In most cases, our total annual earnings are actually greater than theirs. In a year, management consultants may earn as much money as the chief executives of their clients.

Accountability

Another source of resentment is that consultants apparently take no responsibility for the success of their recommendations. It depends on the nature of the recommendation. If we recommend that a client takes some action, and they then fail to do so, the consultant is blameless. It is not our fault that a client does not take some action, or that they do it badly.

This is compounded by the fact that some clients are wary of awarding the implementation assignment to the consultant who recommended the implementation in the first place. I have encountered consulting firms that have recommended implementations to their clients that they themselves had the capability to implement. Clients have questioned the impartiality of the recommendation assignments; occasionally I have won business because the previous consulting firm has been fired. To protect themselves against this, many clients have mandated that their implementations cannot be carried out by the same consultants who made the recommendations. The original consultants can then hardly be accused of avoiding accountability.

Other reasons

There are some other reasons why people within our clients may resent consultants.

Long meetings

Some people think that consultants extend meetings unnecessarily to increase their billings. In all my years of consulting, I have never seen this. Often, attempts by consultants to ‘cut to the chase’ by presenting a brief summary are thwarted by questions that are answered in the consultants' report. Some people find it hard to have a brief meeting, take away the report, study it and then return to a subsequent meeting with questions that are not answered by the report. So consultants get involved in a long session of answering questions. When these people do eventually read the consultants' report, they find that the questions have already been answered. Rather than realizing that their own idiocy prolonged the meeting, they blame consultants' greed.

Complex presentations

I have seen complex PowerPoint presentations a few times. These were mainly done by Web developers rather than management consultants. There is rarely a good argument for using animations, video and transitions in a presentation that is intended to get a series of facts across to the client. While I agree that clients should not be billed for the preparation of complex presentations, it is really the clients' responsibility to ensure that their terms of reference for their consultants include simple bullet-point text presentations.

Buzzwords

In one article that I read attacking consultants' use of buzzwords, ASP, OLE, WAP and XML were mentioned as ‘vague, generally misunderstood terms’. I ask if any consultant would use ‘ASP’ without also saying whether they were talking about Active Server Pages or an Application Service Provider, although the context should make it obvious. If I were writing for a reader who was not familiar with standard IT terms, then I might need to explain what OLE, WAP and XML are.
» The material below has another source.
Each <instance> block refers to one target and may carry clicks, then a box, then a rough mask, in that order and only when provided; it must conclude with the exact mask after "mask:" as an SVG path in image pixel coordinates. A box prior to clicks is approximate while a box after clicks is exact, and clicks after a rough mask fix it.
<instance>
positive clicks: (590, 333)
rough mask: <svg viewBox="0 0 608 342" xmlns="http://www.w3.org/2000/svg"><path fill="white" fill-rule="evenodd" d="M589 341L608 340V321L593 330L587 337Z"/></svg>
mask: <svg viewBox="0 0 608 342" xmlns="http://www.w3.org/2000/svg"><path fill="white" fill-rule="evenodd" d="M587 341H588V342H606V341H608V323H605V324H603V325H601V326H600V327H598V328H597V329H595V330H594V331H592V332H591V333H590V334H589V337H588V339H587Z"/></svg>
To a reader whose profession is IT, there is no need. If a CIO or CTO does not know what OLE, WAP and XML are, then they really should not be in their position.

Real reasons

Many of the problems in the second section are actually caused by the reasons in the first section. Client staff may mask their resentment of consultants' high earnings and low accountability by mentioning long meetings, complex presentations and buzzwords.

One of the major causes of friction is that the client has not bothered to define clear objectives for a consulting assignment. If the outcomes of an assignment were known and understood, then people would understand why the consultants' fees were worth the result, and where the real responsibility for implementing the consultants' recommendations lies.